As a translator, your labour may not involve a lot of physical exertion, but there is still a limit to how much you should work. With a job that involves detailed knowledge of not only another language but also of another culture and its nuances, you need to be able to concentrate hard, check facts, proof-read and, ultimately, craft great copy.
In this feature on the Open Mic there are tips on how much work you should be putting in per month and how much you can expect to charge based on that and other factors. I think it’s really interesting.
It asks a translator, just starting out, to consider how much work is feasible in a month. Sixty hours of pure work (not counting breaks and procrastination!) is deemed (by the blog’s writer) a reasonable amount. That works out at less than four hours work per day, which is a comfortable amount of work to be doing (as anyone in a Nine-to-Five job will tell you!), but translation is a specifically focused task and we are talking about the actual time worked rather than the shift itself. Five hours a day, pushing your monthly total up to a hundred working hours, is going to push you towards the edge of your effectiveness.

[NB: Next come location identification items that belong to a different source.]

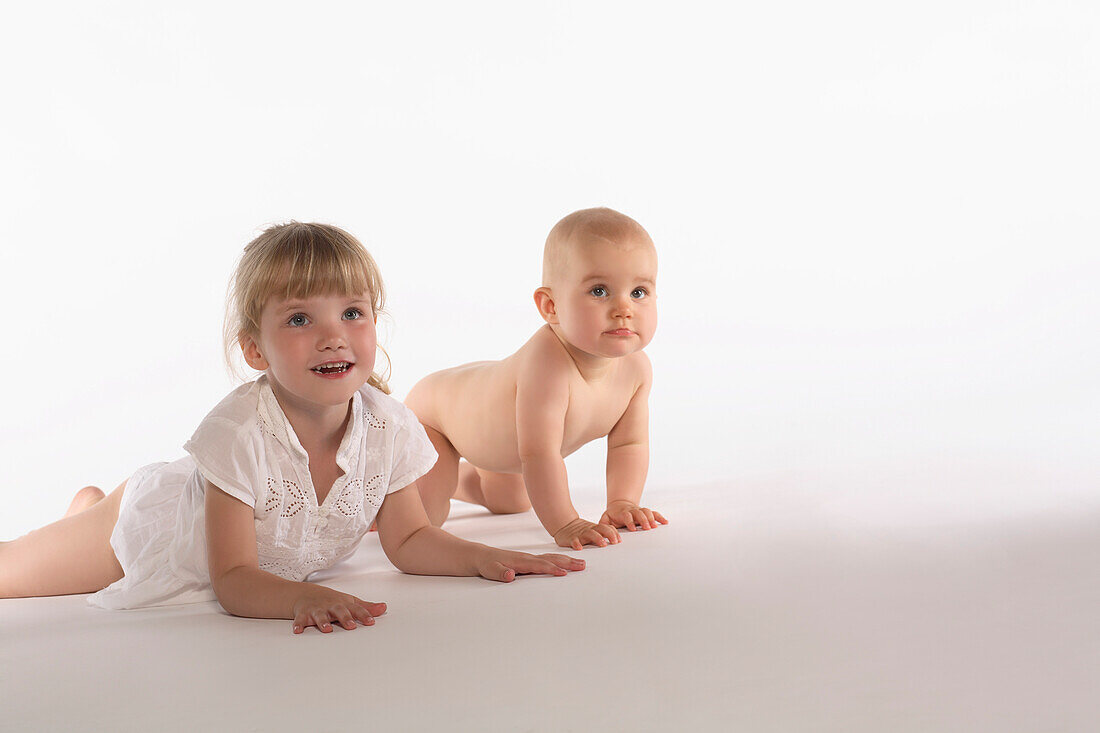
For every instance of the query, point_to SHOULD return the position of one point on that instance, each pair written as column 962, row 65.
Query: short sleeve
column 226, row 455
column 414, row 455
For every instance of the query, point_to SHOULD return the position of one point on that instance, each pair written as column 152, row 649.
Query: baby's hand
column 627, row 514
column 579, row 533
column 319, row 606
column 505, row 565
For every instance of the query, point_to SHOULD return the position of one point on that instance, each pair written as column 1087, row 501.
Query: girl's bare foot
column 84, row 499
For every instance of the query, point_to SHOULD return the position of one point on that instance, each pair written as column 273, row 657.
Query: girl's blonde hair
column 299, row 260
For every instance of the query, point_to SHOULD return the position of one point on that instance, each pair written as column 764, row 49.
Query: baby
column 581, row 376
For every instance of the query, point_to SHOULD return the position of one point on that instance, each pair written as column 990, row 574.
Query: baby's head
column 298, row 261
column 600, row 283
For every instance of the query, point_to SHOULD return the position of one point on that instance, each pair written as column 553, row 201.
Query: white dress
column 246, row 448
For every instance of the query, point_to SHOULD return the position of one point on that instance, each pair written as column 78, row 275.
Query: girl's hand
column 505, row 565
column 627, row 514
column 579, row 533
column 320, row 606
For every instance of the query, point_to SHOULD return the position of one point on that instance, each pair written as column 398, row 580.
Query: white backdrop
column 877, row 223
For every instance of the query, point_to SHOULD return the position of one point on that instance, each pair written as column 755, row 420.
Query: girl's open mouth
column 332, row 368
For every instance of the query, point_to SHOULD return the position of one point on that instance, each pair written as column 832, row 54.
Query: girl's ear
column 543, row 301
column 251, row 350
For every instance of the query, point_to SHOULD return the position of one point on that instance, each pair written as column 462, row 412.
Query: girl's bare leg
column 84, row 499
column 437, row 485
column 501, row 493
column 73, row 555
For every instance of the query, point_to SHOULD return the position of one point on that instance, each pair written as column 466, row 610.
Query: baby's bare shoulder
column 637, row 369
column 542, row 351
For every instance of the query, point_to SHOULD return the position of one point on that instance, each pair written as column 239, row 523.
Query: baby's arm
column 541, row 403
column 416, row 547
column 245, row 590
column 628, row 462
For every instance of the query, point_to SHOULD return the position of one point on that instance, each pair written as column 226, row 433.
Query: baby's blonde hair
column 598, row 223
column 298, row 260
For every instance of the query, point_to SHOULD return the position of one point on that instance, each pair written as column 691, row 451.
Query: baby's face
column 605, row 297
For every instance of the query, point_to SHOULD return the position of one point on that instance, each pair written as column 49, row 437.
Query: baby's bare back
column 474, row 405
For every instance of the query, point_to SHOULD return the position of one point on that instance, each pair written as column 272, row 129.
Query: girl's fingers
column 322, row 621
column 535, row 565
column 607, row 532
column 498, row 571
column 343, row 616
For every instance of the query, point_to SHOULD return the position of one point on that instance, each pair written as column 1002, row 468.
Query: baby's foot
column 84, row 499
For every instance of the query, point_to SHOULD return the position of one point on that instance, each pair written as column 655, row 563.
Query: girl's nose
column 331, row 338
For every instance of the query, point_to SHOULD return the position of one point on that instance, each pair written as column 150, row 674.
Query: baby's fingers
column 494, row 570
column 564, row 561
column 645, row 517
column 601, row 534
column 343, row 616
column 532, row 565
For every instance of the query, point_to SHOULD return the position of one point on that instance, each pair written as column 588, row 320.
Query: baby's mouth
column 332, row 368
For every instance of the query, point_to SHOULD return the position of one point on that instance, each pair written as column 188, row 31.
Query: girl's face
column 317, row 351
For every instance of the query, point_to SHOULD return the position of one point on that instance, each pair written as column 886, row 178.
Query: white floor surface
column 757, row 609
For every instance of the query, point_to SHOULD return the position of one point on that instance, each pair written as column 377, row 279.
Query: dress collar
column 275, row 423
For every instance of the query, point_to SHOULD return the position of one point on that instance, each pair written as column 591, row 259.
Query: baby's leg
column 501, row 493
column 73, row 555
column 437, row 485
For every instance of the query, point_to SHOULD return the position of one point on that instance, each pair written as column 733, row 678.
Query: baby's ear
column 251, row 350
column 543, row 301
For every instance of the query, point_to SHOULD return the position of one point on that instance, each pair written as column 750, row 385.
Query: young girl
column 285, row 474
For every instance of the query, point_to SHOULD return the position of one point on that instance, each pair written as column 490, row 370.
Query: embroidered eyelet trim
column 281, row 569
column 351, row 499
column 373, row 419
column 277, row 498
column 374, row 492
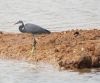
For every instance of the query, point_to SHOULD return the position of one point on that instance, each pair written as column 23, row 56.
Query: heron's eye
column 23, row 28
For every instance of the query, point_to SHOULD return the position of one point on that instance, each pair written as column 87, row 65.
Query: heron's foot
column 32, row 51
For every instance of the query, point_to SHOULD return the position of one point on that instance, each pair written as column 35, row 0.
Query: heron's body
column 32, row 28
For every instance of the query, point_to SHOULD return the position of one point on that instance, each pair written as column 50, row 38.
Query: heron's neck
column 22, row 28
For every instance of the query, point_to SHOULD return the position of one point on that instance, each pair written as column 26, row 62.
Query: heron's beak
column 16, row 23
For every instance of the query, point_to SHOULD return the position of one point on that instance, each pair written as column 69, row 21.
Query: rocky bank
column 75, row 49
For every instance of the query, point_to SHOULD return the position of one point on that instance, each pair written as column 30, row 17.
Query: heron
column 33, row 29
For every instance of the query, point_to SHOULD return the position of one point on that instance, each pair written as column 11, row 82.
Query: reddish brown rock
column 68, row 49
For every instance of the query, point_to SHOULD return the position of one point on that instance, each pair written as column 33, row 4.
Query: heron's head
column 19, row 22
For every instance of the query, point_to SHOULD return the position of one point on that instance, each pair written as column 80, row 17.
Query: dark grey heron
column 32, row 28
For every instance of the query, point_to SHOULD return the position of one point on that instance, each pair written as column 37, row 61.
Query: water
column 55, row 15
column 23, row 72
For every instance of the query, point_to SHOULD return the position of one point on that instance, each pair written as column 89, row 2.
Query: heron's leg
column 33, row 46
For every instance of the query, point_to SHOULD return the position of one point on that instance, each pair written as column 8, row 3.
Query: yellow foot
column 32, row 52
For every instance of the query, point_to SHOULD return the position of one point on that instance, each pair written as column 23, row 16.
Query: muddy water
column 55, row 15
column 23, row 72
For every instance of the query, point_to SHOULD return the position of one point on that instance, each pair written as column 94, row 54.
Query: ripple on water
column 24, row 72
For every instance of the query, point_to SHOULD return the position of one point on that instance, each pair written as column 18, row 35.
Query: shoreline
column 75, row 49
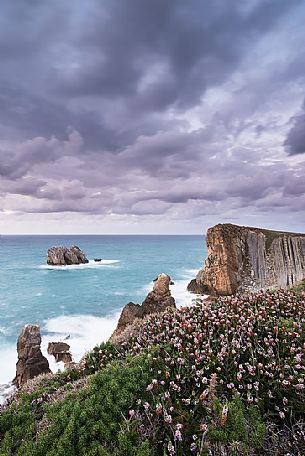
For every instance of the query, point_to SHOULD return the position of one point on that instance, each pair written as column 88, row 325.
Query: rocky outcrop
column 156, row 301
column 62, row 256
column 60, row 351
column 31, row 361
column 248, row 259
column 197, row 288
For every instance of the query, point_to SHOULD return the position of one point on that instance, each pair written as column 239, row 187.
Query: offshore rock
column 62, row 256
column 197, row 288
column 31, row 361
column 249, row 259
column 60, row 351
column 156, row 301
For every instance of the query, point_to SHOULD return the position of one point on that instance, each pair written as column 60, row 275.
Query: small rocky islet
column 225, row 376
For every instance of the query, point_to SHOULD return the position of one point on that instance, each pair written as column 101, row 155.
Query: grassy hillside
column 224, row 377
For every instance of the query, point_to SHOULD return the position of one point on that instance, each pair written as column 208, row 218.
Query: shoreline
column 86, row 331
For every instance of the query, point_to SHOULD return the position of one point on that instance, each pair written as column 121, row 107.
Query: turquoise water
column 84, row 301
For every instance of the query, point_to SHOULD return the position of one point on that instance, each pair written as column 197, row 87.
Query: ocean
column 85, row 301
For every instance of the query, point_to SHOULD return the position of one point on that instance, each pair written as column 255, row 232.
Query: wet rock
column 197, row 288
column 157, row 301
column 31, row 361
column 62, row 256
column 60, row 351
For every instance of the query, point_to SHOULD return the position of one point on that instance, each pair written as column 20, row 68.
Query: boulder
column 31, row 361
column 62, row 256
column 243, row 259
column 60, row 351
column 158, row 300
column 197, row 288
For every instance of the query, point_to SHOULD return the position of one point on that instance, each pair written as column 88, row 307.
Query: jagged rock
column 60, row 351
column 31, row 361
column 156, row 301
column 248, row 259
column 62, row 256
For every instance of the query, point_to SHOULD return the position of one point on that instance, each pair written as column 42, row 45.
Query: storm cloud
column 141, row 111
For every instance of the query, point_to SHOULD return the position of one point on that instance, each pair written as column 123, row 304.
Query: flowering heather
column 243, row 351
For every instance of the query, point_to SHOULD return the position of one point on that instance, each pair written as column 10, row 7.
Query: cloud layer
column 164, row 116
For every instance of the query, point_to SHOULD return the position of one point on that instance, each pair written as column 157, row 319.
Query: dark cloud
column 295, row 141
column 150, row 107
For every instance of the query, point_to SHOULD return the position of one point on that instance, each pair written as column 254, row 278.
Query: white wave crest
column 81, row 332
column 91, row 265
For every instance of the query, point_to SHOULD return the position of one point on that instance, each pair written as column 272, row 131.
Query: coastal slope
column 247, row 259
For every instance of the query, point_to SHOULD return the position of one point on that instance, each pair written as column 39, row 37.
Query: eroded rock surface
column 62, row 256
column 31, row 361
column 156, row 301
column 60, row 351
column 248, row 259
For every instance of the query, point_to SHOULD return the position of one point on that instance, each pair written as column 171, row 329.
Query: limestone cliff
column 31, row 361
column 247, row 259
column 157, row 301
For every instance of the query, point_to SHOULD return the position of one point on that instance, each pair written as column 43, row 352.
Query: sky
column 151, row 116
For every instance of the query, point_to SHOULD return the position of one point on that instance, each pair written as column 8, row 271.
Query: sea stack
column 60, row 351
column 63, row 256
column 157, row 301
column 31, row 361
column 249, row 259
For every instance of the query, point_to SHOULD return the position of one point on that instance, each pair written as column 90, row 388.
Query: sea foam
column 91, row 265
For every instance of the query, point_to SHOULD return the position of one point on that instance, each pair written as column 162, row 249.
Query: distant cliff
column 246, row 259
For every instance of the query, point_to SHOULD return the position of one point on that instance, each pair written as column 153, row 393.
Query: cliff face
column 249, row 259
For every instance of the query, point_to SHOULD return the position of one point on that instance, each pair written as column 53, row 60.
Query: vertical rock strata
column 157, row 301
column 248, row 259
column 31, row 361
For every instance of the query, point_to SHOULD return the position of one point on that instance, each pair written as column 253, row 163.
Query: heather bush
column 221, row 377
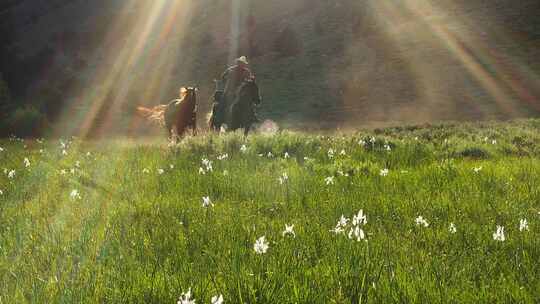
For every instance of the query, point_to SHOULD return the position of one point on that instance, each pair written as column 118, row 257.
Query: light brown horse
column 178, row 115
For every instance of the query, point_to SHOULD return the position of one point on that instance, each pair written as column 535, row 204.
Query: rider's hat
column 242, row 59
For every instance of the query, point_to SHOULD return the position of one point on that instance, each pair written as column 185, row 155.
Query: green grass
column 143, row 237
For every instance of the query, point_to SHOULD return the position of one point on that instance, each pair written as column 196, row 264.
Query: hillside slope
column 320, row 64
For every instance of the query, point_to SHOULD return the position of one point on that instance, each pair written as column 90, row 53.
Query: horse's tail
column 210, row 119
column 155, row 114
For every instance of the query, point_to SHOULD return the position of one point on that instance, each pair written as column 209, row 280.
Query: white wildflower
column 261, row 245
column 207, row 202
column 330, row 153
column 499, row 234
column 329, row 180
column 452, row 229
column 75, row 194
column 289, row 230
column 359, row 219
column 283, row 178
column 186, row 298
column 217, row 299
column 343, row 221
column 523, row 225
column 207, row 164
column 357, row 233
column 420, row 221
column 341, row 224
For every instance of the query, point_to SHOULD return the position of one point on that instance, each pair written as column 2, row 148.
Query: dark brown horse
column 242, row 111
column 178, row 115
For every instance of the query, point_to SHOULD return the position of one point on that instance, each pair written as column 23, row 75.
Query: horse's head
column 250, row 90
column 188, row 93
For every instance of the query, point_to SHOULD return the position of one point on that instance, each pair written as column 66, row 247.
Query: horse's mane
column 183, row 96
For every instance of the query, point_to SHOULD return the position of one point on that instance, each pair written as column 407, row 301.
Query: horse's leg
column 194, row 124
column 174, row 134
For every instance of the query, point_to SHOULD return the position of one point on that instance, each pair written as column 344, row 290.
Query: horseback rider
column 231, row 80
column 234, row 76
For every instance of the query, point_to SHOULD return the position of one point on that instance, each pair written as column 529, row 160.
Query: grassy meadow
column 132, row 221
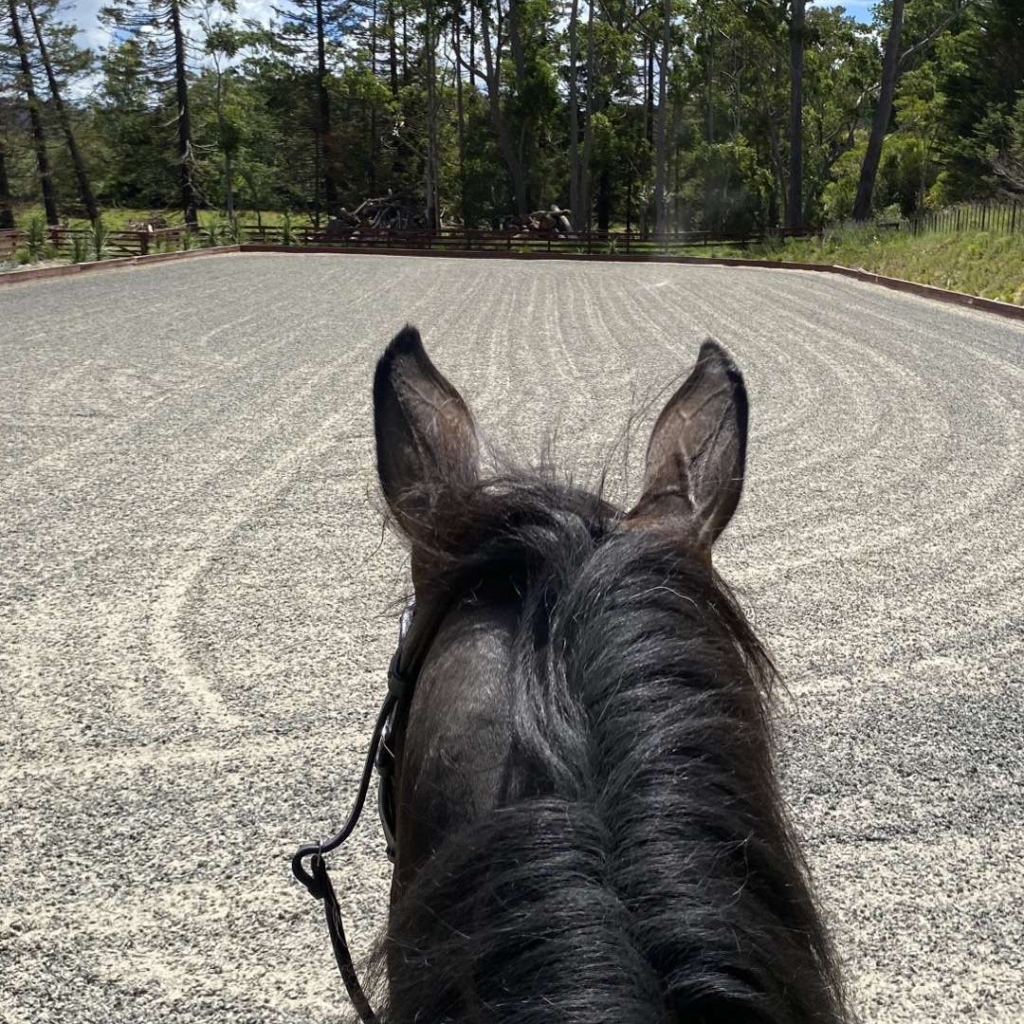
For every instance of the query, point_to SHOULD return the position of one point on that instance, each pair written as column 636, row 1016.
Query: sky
column 84, row 13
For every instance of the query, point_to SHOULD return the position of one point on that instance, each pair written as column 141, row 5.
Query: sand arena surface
column 197, row 609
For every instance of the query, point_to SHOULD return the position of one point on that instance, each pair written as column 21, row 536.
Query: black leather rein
column 400, row 680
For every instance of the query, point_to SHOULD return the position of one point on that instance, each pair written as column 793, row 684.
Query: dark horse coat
column 589, row 823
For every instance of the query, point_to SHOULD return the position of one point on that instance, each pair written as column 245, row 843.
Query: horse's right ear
column 697, row 453
column 426, row 439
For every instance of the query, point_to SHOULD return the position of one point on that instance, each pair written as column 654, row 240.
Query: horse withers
column 587, row 821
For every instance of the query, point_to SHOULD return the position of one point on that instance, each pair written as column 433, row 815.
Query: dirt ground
column 197, row 605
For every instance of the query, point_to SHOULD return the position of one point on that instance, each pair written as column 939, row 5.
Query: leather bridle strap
column 339, row 943
column 401, row 679
column 318, row 882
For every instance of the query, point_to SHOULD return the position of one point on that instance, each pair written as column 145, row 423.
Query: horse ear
column 697, row 452
column 426, row 439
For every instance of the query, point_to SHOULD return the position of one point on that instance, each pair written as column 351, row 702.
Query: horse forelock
column 639, row 864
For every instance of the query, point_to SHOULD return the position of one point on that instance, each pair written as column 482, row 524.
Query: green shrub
column 35, row 239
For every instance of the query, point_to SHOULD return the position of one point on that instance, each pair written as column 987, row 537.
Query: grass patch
column 976, row 262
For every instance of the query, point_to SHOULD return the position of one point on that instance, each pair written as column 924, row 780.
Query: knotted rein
column 401, row 676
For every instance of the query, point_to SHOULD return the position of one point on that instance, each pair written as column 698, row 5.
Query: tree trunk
column 6, row 207
column 324, row 116
column 432, row 163
column 392, row 48
column 472, row 44
column 84, row 188
column 648, row 120
column 660, row 153
column 588, row 133
column 188, row 202
column 869, row 168
column 709, row 76
column 795, row 208
column 574, row 182
column 460, row 112
column 493, row 65
column 35, row 118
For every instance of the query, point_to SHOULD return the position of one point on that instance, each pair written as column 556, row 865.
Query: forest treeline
column 730, row 115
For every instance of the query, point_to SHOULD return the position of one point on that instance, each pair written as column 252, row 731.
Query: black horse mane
column 640, row 865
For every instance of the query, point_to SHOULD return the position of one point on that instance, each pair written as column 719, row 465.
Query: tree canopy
column 723, row 115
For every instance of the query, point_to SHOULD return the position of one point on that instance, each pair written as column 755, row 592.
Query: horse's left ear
column 426, row 439
column 697, row 452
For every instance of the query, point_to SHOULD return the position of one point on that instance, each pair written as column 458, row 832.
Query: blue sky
column 90, row 34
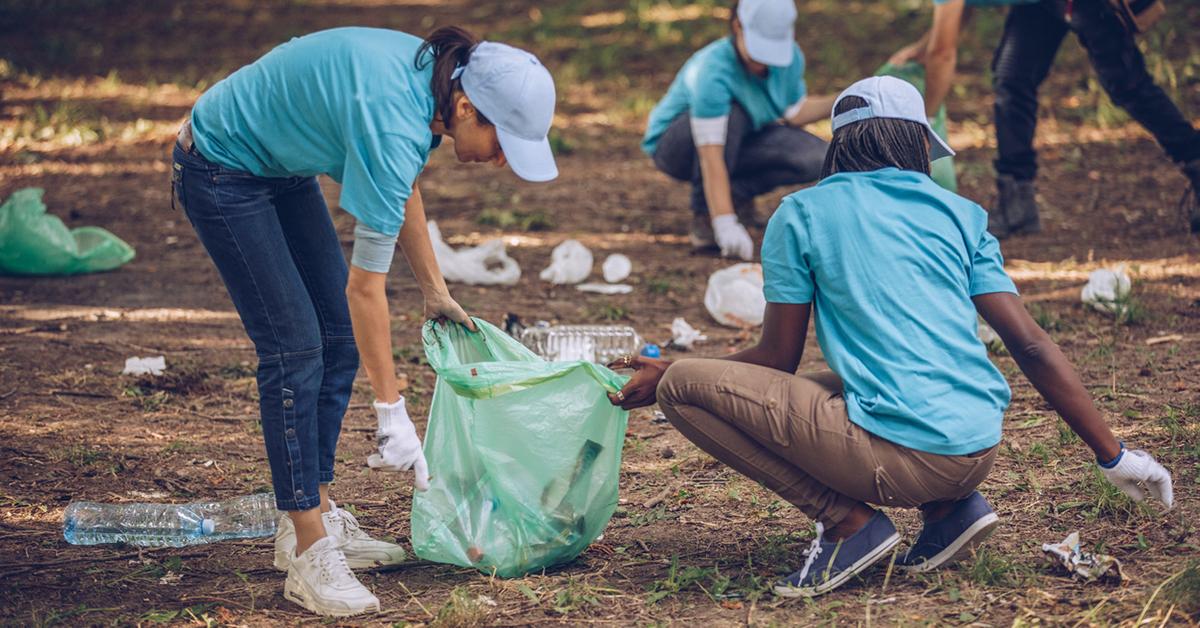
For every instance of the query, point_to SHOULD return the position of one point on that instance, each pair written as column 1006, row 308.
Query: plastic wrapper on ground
column 487, row 264
column 525, row 454
column 1081, row 564
column 735, row 295
column 36, row 243
column 569, row 263
column 1107, row 289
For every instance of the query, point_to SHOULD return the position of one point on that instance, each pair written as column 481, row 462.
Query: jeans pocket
column 178, row 199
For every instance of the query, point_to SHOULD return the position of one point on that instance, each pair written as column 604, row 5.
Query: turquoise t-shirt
column 891, row 261
column 345, row 102
column 713, row 78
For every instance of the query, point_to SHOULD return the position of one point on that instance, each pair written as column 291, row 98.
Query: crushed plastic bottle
column 162, row 525
column 595, row 344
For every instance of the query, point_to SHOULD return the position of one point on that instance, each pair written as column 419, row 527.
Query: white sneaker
column 361, row 551
column 321, row 581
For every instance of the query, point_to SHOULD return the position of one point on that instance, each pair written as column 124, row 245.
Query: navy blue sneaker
column 832, row 563
column 953, row 537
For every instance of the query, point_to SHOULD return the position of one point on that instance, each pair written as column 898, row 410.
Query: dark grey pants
column 1032, row 36
column 757, row 161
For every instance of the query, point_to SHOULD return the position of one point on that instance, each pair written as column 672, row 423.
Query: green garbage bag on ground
column 36, row 243
column 941, row 171
column 523, row 454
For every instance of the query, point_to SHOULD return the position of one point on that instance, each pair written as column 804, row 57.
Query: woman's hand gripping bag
column 523, row 454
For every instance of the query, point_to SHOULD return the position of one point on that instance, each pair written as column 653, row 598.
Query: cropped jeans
column 274, row 244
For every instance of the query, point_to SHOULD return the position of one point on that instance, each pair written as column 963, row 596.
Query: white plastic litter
column 605, row 288
column 569, row 263
column 684, row 336
column 486, row 264
column 735, row 295
column 616, row 268
column 1083, row 564
column 1107, row 289
column 144, row 365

Six hours a day translating is apparently the edge. Any more than this and you simply will not be able to do the job effectively. As someone whose job is labour-intensive may suffer from burn out so too may the translator’s mental faculties be temporarily exhausted. Six hours a day can be sustained for short bursts when you have a lot of work to do, but otherwise should be avoided. However, isn’t there then a danger that this ‘productivity’ issue will ultimately be rendered irrelevant by machines, which don’t have any problems working 24×7? I’d be fascinated to know what translators think?